I see no technical reason why CINT, provided with a knowledge of what a std::vector<T> class does, and a dictionary for class T, shouldn't be able to work out how the combination should behave. That's what I mean by "inability to understand templates".

CINT has no intrinsic concept of what "template <class T>" or the "<...>" notation means, but if you tell it that there's a static class whose name contains angle brackets and provide it with an individual dictionary for each static template instantiation, then it'll make do. A bit of a hack, really.

> It would be good if templates could be defined at run time.

Yes, it would but no-one else in the world needs it to do so, because no-one else tries to interpret C++. Because that's not what it's designed for. And this is exactly why I hardly ever use ROOT interactively.

>> And what's the excuse when it comes to STL components like
>> std::string, which are actually static template instances and are
>> much safer and more flexible than char*?

Just thought I'd reiterate this: the above templates argument doesn't explain why other standard library components like std::string aren't used, given that it offers many advantages, is implicitly constructable from char* (so there are no legacy code issues) and is just as static as char*.

>> As long as I can continue to
>> use Minuit without the need for dictionaries and libCore, I'm happy.
> So you will be unhappy. To use Minuit interactively, you need a dictionary.

...or any other interactive user interface written around Minuit.

Personally, I'm still happy, because I compile this sort of application. If I wanted scriptable use, I'd probably write a Python wrapper using Boost.Python. To imply that (ROOT) dictionaries are the *only* way is a misrepresentation.

Reducing unnecessary dependencies provides the opportunity for different uses to arise. You've already said that too many dependencies can kill a project: is the ROOT solution to this is to make sure that any dependencies get absorbed *into* ROOT?

> AHAHAH! You probably forgot a long list of other candidates. This is > the typical argument of a teen ager computer scientist [...]
> you will fail in your projects if you do not understand this point. > Probably simply a question of experience. [...]
> Let's talk about this in a few years, if you are still in the field.

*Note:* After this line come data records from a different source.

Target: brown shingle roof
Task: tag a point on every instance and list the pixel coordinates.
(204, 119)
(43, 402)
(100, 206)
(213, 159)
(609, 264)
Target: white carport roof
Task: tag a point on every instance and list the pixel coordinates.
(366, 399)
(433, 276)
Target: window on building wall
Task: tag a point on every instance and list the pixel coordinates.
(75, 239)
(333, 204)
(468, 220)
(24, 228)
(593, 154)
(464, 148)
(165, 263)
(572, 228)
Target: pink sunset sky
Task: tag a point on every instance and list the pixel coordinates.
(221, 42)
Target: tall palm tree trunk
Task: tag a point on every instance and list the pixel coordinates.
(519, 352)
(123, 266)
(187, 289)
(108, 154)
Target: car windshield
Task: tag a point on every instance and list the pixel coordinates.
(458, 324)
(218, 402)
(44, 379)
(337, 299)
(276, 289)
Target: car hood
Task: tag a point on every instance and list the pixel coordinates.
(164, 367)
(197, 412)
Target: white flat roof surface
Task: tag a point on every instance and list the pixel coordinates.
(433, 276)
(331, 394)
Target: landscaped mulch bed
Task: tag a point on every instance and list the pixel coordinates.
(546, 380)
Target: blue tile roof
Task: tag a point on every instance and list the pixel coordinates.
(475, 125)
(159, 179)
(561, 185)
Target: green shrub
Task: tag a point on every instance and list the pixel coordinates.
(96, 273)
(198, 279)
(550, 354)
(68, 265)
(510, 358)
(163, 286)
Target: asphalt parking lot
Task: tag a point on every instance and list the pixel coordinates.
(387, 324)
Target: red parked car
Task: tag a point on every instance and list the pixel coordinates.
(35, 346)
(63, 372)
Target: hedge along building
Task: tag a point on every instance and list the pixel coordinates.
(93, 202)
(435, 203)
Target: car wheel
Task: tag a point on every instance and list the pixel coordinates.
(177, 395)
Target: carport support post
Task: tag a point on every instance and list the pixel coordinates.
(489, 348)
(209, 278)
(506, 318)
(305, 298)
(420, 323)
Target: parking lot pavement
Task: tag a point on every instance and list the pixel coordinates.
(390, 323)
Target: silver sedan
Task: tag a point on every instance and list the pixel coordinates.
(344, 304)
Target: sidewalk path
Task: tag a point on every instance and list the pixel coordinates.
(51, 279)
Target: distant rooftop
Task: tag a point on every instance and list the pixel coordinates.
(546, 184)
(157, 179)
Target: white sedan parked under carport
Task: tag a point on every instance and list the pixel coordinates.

Why would I stay when treated like this? :) Never outside this list have I been so vigorously attacked in what should be a technical software discussion. So can we leave the personal jibes out of it, please?

Incidentally, like Julius, I lost heart in this discussion even before it began, and I suspect it's now time to stop. My points are made, anyway. If there are any more (civil) responses to be made, please CC me directly.